PORTLAND, Maine — In Wednesday night’s World Series-clinching 6-1 win over the St. Louis Cardinals, the starting third baseman for the Boston Red Sox was 21-year-old Xander Bogaerts, and one of the relievers used by manager John Farrell was 25-year-old Brandon Workman.
Both were rookies and started the season with the Double-A Eastern League Portland Sea Dogs.
Seventeen of the 25 players on the Red Sox World Series roster either played for the Sea Dogs at some time in their careers or did an injury rehab stint with the team.
Lefthander Drake Britton also started the year with the Sea Dogs (7-6, 3.51 ERA) and eventually pitched for the Red Sox (1-1, 3.86 in 18 games), but he wasn’t on the postseason roster.
Bogaerts played 56 games for the Sea Dogs, hitting .311, before being promoted to Triple-A Pawtucket, where he hit .284 in 60 games. He was called up by the Red Sox and hit .250 in 18 games.
He supplanted Will Middlebrooks at third during the American League playoffs and wound up hitting .296 over 12 games, including the World Series. He scored nine runs, knocked in a pair, drew six walks and had three doubles and a triple. He committed one error.
Bogaerts went 5-for-21 in the World Series (.238).
Bogaerts played in the 2009 Senior League World Series at Bangor’s Mansfield Stadium for Aruba.
Workman appeared in 11 games for the Sea Dogs and posted a 5-1 record and a 3.43 earned run average. He was called up to Pawtucket (3-1, 2.80) and then to the Red Sox (6-3, 4.97 in 20 games).
The right-hander made seven postseason appearances for the Red Sox and didn’t allow an earned run over eight and two-thirds innings. He gave up seven hits, struck out four and walked three, and he capped his season with a perfect eighth inning on Wednesday night, retiring all three hitters he faced.

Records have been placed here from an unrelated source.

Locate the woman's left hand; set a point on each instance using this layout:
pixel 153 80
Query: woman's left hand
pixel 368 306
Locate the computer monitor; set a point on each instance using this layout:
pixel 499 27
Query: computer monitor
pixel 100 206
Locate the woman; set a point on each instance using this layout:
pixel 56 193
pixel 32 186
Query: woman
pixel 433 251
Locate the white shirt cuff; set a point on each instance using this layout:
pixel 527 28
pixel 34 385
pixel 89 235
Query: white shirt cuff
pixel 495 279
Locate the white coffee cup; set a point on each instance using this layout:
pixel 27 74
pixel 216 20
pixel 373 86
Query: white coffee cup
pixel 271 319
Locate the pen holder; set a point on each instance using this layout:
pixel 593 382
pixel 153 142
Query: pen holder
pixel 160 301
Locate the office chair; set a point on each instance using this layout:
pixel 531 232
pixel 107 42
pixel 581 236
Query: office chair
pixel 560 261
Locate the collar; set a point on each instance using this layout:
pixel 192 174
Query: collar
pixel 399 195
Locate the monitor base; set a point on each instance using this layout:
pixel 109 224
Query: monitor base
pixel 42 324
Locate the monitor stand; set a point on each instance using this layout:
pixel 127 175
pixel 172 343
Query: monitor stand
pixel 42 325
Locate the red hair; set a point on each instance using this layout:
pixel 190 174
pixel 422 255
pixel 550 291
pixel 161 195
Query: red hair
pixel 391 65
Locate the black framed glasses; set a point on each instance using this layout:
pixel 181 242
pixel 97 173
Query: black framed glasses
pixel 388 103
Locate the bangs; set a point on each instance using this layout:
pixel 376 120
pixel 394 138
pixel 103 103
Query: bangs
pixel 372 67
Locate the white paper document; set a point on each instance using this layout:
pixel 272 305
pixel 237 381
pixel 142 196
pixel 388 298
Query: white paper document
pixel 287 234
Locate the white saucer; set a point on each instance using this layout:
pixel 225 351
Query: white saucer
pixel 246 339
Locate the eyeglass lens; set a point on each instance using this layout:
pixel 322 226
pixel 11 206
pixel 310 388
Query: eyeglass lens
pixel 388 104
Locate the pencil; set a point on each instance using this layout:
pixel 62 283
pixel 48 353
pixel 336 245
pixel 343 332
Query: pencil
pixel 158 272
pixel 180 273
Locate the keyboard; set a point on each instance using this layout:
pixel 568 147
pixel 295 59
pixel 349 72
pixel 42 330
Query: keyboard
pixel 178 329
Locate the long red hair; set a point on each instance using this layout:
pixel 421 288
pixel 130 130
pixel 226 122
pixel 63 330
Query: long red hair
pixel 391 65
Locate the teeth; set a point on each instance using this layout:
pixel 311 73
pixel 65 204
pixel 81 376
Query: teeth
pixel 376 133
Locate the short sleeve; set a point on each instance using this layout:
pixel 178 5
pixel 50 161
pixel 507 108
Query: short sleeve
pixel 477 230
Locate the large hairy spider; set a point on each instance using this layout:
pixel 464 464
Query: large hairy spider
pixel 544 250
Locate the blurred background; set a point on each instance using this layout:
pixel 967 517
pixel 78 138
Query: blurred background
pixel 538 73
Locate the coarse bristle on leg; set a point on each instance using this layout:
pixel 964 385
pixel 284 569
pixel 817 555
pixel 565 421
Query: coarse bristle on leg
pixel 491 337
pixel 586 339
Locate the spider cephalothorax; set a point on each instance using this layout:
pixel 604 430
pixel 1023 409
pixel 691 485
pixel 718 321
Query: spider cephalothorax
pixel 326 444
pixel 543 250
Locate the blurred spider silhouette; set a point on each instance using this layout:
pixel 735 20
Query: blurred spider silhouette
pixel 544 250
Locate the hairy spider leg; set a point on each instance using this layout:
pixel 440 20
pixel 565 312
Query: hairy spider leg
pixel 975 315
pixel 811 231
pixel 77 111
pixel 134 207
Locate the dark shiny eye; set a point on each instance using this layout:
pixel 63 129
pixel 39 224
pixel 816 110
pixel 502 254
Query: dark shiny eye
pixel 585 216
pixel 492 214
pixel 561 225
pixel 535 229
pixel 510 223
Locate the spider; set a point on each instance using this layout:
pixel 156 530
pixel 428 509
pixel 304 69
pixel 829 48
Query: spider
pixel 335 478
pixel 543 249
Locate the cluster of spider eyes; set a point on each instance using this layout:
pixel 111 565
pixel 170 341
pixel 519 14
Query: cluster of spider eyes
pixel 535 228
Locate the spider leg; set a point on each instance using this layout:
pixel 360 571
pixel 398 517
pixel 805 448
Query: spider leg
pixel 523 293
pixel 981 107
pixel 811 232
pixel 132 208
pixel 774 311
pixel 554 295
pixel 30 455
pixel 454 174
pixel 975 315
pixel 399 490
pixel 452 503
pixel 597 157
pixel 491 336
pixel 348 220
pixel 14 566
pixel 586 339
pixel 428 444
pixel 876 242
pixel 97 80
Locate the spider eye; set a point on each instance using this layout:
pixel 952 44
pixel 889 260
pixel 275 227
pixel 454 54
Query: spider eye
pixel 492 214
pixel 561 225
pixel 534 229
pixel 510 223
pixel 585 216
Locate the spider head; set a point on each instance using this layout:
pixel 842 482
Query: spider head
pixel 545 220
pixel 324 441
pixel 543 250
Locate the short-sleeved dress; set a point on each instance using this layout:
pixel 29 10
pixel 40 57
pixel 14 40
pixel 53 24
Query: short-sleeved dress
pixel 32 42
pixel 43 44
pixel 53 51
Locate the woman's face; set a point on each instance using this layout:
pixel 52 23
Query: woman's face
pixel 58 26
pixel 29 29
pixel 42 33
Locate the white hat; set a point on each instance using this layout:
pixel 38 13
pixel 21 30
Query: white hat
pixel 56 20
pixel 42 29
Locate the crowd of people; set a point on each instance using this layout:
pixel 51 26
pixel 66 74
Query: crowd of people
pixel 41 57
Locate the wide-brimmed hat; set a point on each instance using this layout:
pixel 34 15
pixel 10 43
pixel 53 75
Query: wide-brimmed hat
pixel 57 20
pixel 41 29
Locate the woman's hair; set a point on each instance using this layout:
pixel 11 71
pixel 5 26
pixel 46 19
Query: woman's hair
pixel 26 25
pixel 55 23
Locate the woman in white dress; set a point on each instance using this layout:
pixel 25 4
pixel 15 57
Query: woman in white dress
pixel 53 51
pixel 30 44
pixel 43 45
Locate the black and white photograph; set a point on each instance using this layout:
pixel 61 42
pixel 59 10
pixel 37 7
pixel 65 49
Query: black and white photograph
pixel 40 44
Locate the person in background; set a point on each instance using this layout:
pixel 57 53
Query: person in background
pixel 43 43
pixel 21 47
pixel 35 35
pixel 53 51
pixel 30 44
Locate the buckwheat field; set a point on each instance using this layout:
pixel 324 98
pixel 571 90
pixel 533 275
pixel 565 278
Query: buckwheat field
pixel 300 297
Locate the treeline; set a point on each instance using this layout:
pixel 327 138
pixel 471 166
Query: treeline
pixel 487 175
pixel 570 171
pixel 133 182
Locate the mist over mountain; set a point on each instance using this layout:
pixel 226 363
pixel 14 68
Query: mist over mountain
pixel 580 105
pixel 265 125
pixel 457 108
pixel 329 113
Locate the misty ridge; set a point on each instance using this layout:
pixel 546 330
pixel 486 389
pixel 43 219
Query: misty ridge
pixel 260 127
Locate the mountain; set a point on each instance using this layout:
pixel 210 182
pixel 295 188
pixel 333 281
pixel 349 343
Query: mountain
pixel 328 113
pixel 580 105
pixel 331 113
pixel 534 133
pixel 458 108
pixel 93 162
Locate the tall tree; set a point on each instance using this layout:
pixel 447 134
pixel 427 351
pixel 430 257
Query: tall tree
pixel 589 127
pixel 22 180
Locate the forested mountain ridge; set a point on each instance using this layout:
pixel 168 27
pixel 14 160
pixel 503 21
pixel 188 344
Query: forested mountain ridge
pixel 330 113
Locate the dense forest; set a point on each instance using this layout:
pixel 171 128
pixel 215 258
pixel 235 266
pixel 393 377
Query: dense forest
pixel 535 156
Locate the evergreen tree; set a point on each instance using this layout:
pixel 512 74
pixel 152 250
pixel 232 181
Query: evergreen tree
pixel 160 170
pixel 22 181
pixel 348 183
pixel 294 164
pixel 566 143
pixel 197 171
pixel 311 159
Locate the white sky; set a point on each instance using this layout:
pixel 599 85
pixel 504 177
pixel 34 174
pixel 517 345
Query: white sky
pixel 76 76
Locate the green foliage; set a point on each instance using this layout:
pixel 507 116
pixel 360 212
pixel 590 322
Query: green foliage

The Texan was 0-1 in the World Series, allowing three hits and an unearned run over three and a half innings.
“We’re proud of those guys,” said Sea Dogs assistant general manager Chris Cameron. “They were pretty impressive. They handled themselves like seasoned veterans. We knew they had good careers ahead of them, but we didn’t expect to see them in the World Series. But by the end of the season, they had key roles.”
“It’s nice to know what goes on here helped,” said Sea Dogs President Charlie Eshbach. “Not only did Bogaerts start at third, he looked like he belonged there. And Workman was terrific.”
“This is a testament to the Red Sox organization, the way they draft players, and the way they develop them,” said Cameron. “Bogaerts is a young kid. He just turned 21. But he showed no fear. It was almost as if he didn’t realize the magnitude of the situation he was in. He went out there with ice water in his veins and got the job done.
“His skill level is above and beyond anyone else his age at that level,” added Cameron.
Cameron said Workman exhibited a “great fastball with a lot of life on it.”
Cameron and Eshbach said the Sea Dogs should reap some of the benefits through increased ticket sales and merchandise sales.
“What is good for the Red Sox is definitely good for us,” said Cameron. “People will want to know who will be the next [Sea Dogs] player to make an impact on the Red Sox and they’ll come to see them.”
The Sea Dogs will begin selling tickets for next season at Hadlock Field 9 a.m.-3 p.m Saturday.
Orlando Cabrera, who was the starting shortstop on the Red Sox’s 2004 World Championship team, will sign free autographs from 9-11 a.m.
“You probably couldn’t have better timing than that. They won the World Series on Wednesday, and we begin selling tickets on Saturday,” said Eshbach.